In summary, Broadcom is a well-diversified tech firm with a significant role in the AI sector. So why did Ken Griffin divest in the second quarter? While I can only speculate, he may be concerned that the excitement around the company is outpacing its actual progress. Although ASICs are likely to be important as AI technology advances, they are less adaptable and lack the robust software ecosystem that supports Nvidia GPUs.
Analysts predict Broadcom’s adjusted earnings will climb 36% annually through the fiscal year ending October 2026. That makes its current price-to-earnings ratio of 55 seem fair, but this outlook assumes a sharp acceleration from the 15% earnings growth Broadcom posted last year. The market may be too optimistic.
Palantir Technologies: The stock Ken Griffin added in Q2
Palantir creates analytics software for both commercial and government organizations. Its solutions are distinctive because they combine data and machine learning (ML) models within a decision-making framework known as an ontology. This ontology acts as a digital twin, enabling clients from various industries to analyze and address complex challenges.
Earlier this year, Mark Giarelli from Morningstar highlighted the value of Palantir’s ontology-driven software in a client note: "It delivers actionable insights that go beyond standard analytics by establishing a closed read-write loop, engaging all stakeholders and data sources within an organization for a dynamic understanding of any issue."
Because Palantir structures information within a decision-making system, its platforms are inherently more practical than analytics tools that merely aggregate and process data. Its ontology-based software is especially beneficial for companies aiming to boost efficiency and productivity by integrating AI into their operations.

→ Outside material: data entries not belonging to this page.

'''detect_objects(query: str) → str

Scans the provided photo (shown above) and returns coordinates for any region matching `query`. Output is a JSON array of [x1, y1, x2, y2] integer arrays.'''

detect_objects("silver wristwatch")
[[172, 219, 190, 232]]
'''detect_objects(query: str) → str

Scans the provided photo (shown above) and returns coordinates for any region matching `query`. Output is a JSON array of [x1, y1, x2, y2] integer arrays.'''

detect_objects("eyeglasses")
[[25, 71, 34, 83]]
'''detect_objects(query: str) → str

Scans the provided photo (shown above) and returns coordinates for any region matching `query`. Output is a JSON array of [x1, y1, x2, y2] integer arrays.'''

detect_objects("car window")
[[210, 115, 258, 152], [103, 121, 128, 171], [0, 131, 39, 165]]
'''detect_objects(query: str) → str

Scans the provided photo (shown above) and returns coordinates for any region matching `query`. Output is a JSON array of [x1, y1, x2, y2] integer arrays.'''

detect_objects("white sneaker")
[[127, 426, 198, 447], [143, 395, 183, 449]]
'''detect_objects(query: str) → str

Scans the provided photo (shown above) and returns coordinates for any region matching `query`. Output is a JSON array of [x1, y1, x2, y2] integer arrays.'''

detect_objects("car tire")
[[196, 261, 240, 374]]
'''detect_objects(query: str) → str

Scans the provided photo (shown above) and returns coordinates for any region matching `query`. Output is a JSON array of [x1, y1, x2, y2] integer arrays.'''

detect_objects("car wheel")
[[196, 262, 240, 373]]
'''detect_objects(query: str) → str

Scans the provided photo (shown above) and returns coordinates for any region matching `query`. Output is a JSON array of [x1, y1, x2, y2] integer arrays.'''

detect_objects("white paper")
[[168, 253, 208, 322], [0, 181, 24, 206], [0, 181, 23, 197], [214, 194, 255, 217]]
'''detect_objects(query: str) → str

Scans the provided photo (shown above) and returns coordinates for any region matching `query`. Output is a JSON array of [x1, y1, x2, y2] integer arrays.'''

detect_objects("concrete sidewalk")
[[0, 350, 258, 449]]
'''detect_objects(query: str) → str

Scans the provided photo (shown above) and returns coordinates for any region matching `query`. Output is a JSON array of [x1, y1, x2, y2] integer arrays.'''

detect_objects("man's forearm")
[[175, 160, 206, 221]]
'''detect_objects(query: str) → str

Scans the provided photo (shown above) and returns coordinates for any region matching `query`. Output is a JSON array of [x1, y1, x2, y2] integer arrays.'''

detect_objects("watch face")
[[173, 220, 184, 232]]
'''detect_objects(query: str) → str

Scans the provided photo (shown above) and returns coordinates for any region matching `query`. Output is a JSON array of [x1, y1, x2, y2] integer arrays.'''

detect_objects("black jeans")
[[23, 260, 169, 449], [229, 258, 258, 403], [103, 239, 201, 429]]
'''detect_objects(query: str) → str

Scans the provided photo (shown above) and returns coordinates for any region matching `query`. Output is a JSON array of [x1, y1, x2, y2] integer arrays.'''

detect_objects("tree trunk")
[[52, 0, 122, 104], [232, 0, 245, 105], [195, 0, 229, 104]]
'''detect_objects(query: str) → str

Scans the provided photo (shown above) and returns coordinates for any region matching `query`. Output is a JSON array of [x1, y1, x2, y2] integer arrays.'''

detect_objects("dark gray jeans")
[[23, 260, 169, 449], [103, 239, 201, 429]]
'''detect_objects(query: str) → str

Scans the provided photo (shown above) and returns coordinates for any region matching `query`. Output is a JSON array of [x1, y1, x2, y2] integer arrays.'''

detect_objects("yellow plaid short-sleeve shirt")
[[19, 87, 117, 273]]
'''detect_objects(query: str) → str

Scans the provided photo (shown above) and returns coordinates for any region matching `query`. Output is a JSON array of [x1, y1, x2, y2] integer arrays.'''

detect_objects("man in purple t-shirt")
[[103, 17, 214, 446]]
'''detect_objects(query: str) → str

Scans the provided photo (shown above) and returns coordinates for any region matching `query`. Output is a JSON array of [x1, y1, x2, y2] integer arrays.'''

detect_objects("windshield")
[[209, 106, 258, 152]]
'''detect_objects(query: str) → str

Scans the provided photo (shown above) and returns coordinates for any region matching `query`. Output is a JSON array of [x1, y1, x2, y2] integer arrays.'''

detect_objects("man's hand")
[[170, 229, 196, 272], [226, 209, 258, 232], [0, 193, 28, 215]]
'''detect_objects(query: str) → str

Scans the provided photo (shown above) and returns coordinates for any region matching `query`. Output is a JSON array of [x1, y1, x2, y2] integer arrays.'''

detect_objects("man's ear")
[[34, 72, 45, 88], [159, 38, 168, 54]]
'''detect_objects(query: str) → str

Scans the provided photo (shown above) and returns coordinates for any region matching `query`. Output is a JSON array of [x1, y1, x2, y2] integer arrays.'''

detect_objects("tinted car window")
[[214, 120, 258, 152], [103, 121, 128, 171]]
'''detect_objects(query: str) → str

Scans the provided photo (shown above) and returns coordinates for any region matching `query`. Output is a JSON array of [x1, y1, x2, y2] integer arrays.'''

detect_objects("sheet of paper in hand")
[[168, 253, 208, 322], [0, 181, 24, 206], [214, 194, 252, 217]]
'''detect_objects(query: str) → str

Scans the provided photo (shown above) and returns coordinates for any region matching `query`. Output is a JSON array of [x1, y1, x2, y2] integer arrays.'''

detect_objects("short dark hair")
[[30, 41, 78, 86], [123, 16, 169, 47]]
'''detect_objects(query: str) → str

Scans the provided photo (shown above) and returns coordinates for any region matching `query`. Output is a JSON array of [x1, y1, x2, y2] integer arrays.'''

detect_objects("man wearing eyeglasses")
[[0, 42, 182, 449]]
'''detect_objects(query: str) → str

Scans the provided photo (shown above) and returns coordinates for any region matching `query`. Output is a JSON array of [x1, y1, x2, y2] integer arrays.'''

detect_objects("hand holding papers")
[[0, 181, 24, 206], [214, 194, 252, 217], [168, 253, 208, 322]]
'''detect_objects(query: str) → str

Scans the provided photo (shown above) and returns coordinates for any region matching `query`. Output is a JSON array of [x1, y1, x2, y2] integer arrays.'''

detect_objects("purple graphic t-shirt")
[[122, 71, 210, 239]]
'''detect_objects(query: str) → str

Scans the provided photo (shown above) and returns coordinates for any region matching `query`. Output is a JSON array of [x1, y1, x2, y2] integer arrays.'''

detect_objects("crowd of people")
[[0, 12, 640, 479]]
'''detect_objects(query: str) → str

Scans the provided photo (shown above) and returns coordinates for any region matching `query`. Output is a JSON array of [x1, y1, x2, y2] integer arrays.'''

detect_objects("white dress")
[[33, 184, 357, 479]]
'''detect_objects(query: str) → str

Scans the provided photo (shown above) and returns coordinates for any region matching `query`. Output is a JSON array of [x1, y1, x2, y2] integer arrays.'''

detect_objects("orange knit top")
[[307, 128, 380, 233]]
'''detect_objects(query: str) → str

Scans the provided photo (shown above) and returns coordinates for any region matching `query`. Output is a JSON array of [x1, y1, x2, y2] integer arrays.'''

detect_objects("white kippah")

Forrester Research recently recognized Palantir as a leader in AI/ML platforms. Demand for its core analytics offerings has remained strong since the company introduced an additional AI platform in early 2023. Palantir’s customer base has doubled over the past two years, and its revenue growth has accelerated for eight consecutive quarters.
However, just because Palantir offers unique software in a vast market doesn’t mean investors should buy at any price. The company currently trades at 340 times its adjusted earnings, which is a steep valuation for a business expected to grow earnings at 37% annually through 2026.
So why did Ken Griffin purchase Palantir in the second quarter? The stock was significantly cheaper in early April, having dropped 40% from its peak and trading below $75 per share. Griffin may have taken advantage of this dip. Nevertheless, Citadel’s position in Palantir is extremely small—it doesn’t even make the firm’s top 1,000 holdings. Investors should be cautious before following suit today.